Recently I've decided to ditch my Topcon that I've had set up as an RTN for the past ~5 years. I've previously thought that it wasn't any better/worse than my T-1 pair that I use for work in remote locations or wherever internet/cell is spotty. However, after discovering that both of my T-1s are 4-constellation-enabled, despite those options being disabled, and having a new LS+ as my rover, I've re-purposed my old T-1 rover as my new RTN. (My T-1 base remains in its travel case for remote UHF setups)

So here she is:


Yes, it's a temporary fix just to get 4 constellations, and I do have to bring it in for charging and all that. I plan on upgrading to a Delta or some such other permanent solution in time.

"But wait!", you say, "You said RTN with public IP. Where are the wires to your server rack? Did you jam an ancient sim card in there with a static IP?"
So glad you asked!

It goes something like this: I have the T-1 configured to jump onto my office wifi, with its correction and configuration ports open. So my office computer has easy access to the base, being on the same private network. Also on the office computer are 2 things - a port forwarding program and an SSH client. I establish an SSH tunnel from the office PC to a VPS and enable client-to-server port forwarding through the tunnel. Those ports are also forwarded locally from the office computer to the T-1. The VPS is then listening on those ports (public-facing), so all I need to do is hook my LS up to my phone/hotspot and have the RTN APN directed to the PUBLIC IP address of the VPS, with the appropriate ports. That's it! Now I have a 4-constellation RTN with a public IP address to access anywhere.

One of the cool benefits of having the config port open is that when I'm done with work in the field for the day, I can hop in the truck, connect to it with my LS+, stop the base, and begin downloading the day's file. By the time I get home, it's downloaded and I can just grab the T-1 and pop it on the charger.

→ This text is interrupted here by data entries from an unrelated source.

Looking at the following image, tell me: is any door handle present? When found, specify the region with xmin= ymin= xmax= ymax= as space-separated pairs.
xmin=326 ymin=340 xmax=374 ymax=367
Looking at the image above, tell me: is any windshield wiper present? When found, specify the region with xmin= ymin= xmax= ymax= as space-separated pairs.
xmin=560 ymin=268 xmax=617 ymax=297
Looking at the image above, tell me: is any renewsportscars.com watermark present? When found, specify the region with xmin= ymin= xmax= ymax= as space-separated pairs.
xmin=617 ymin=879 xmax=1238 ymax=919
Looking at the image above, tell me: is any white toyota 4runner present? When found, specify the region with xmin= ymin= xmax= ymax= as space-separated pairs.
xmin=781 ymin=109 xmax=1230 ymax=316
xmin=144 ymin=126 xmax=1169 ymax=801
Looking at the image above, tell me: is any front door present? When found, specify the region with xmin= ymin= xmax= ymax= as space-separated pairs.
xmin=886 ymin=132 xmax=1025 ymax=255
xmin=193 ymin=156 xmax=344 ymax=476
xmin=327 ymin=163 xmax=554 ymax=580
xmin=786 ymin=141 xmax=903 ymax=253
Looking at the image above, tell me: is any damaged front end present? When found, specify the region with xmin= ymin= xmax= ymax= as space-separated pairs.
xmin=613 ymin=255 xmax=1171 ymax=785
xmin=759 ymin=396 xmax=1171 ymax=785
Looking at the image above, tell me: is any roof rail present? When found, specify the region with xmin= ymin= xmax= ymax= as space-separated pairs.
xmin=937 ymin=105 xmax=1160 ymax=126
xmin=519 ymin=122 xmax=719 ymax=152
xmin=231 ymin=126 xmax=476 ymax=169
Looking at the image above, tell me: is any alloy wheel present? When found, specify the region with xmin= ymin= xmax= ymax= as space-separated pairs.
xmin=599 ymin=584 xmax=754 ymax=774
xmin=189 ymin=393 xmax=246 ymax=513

To mitigate some of the head-scratching I see you engaging in, here's a diagram which might paint a better picture:


Really, if my office internet had a static IP, I could just forward the ports through the router to the T-1, and direct my LS to connect to that. But hey, here we are!

Eric Tweet

Active Member
That was my guess too. Really I'm just happy to have more than a couple GGD signals available, particularly for "free" despite the options for those constellations showing 0.

I have a third T-1 which I upgraded the firmware on (since it had old enough firmware that it couldn't connect to wifi), and now, despite being wifi capable after the upgrade, it seems that it's generally unusable. I tried to set it up as a base with the LS+ after the upgrade and got the dreaded "options expired" message. So I'm mildly terrified of upgrading the firmware on my good units. :p But they work fine, so I think I'll just leave well enough alone.